So being the dumb-ass Lt that I was at the time, I complied with my instructions from a senior officer and we loaded the thing on the 2 ½ ton truck and drove back to the compound. It probably weighted about 35-40 lbs. Once there we place the device in the normal spot of the captain’s other toys (next to the shitter), and headed back to the river of another load of water.
Well shortly after we reached the river there was a loud explosion on the compound from the area where we had put the device. We rushed back to the compound to assess the damage. Fortunately, it was siesta time and no one had been wandering around the compound. While there was a fair amount of damage to the latrine and one adjacent building, there was only one casualty, a Vietnamese 1LT who had his room in that area and the wall fell on him as he rested. We got a Medevac, but he didn’t make it.
It is interesting to speculate if the device had a time fuse or was command detonated. If it had a time fuse, which would seem unlikely, unless the bomb was intended to have a random effect, I was both stupid and lucky as it could have gone off while I was in the close proximity.

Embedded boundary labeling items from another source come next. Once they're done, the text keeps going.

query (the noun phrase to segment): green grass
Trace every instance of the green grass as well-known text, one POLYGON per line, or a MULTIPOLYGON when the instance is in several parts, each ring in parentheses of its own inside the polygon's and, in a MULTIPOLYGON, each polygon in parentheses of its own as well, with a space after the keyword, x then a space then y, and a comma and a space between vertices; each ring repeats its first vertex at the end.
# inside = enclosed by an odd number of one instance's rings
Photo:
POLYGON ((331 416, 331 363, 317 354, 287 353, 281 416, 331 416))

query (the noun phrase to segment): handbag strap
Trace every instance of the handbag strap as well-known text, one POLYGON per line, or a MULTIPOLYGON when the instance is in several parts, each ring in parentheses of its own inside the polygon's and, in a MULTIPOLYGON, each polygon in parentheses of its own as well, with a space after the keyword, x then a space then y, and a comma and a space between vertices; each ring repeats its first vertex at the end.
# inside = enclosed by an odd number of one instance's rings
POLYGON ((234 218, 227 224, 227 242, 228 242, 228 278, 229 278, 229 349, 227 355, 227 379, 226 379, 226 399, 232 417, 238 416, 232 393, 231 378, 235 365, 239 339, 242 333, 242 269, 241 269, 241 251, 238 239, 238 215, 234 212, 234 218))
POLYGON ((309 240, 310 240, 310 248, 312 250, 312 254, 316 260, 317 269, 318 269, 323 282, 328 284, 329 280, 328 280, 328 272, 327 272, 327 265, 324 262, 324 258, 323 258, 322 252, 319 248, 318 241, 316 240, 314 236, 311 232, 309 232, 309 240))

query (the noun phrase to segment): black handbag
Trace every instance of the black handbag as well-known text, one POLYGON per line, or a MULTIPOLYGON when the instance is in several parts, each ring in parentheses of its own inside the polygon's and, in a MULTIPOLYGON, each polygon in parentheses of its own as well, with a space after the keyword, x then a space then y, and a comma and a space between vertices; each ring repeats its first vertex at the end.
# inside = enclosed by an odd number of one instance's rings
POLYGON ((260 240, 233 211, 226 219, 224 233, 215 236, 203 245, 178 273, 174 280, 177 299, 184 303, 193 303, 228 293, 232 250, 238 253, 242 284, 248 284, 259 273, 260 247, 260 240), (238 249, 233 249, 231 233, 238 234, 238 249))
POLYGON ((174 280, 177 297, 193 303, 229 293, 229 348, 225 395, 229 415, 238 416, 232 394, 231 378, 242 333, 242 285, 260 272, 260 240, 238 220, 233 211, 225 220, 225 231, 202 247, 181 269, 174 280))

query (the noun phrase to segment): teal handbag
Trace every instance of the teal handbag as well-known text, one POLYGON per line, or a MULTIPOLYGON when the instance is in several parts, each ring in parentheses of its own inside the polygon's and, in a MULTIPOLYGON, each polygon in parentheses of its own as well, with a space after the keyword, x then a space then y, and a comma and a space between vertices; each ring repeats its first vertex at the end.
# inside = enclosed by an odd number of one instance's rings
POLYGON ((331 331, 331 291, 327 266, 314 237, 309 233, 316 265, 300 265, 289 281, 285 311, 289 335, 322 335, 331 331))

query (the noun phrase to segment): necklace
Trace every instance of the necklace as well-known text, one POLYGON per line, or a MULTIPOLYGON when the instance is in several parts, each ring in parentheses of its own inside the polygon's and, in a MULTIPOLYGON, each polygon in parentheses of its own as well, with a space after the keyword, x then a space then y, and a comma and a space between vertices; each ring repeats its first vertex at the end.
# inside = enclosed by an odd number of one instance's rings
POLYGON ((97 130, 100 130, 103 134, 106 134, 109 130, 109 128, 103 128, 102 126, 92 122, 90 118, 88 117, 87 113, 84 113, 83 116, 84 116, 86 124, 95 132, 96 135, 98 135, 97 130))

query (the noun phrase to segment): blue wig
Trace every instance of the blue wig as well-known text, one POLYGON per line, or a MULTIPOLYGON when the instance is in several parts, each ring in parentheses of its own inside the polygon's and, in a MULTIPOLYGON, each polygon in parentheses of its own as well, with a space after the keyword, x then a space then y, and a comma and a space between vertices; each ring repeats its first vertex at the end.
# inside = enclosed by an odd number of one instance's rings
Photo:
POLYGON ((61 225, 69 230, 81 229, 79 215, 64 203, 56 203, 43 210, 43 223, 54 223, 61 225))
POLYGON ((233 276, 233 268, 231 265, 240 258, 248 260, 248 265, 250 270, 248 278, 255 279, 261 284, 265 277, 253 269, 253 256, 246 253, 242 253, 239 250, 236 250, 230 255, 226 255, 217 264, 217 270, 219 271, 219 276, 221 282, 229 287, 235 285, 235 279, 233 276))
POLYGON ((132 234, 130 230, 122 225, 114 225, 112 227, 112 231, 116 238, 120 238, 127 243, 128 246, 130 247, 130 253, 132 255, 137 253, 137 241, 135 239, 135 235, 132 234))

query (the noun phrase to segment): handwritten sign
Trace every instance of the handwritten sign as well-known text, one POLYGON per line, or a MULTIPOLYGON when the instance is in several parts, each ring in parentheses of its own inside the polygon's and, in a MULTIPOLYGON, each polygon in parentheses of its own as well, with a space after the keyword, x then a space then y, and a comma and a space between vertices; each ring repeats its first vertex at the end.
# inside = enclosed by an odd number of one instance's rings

Now if it was a command detonated device, it would have been relatively easy for the NVA to maintain observation as there were high ridge lines on the far sides of each river. Was the Captain specifically targeted? He was known for buying up stray munitions and things and taking the stuff back to the compound. He was also known for his tinkering with some of the more primitive items. This all could have been observed over time. I have never heard of such a device being used in Vietnam by the NVA, but I don’t thing it was beyond their capability.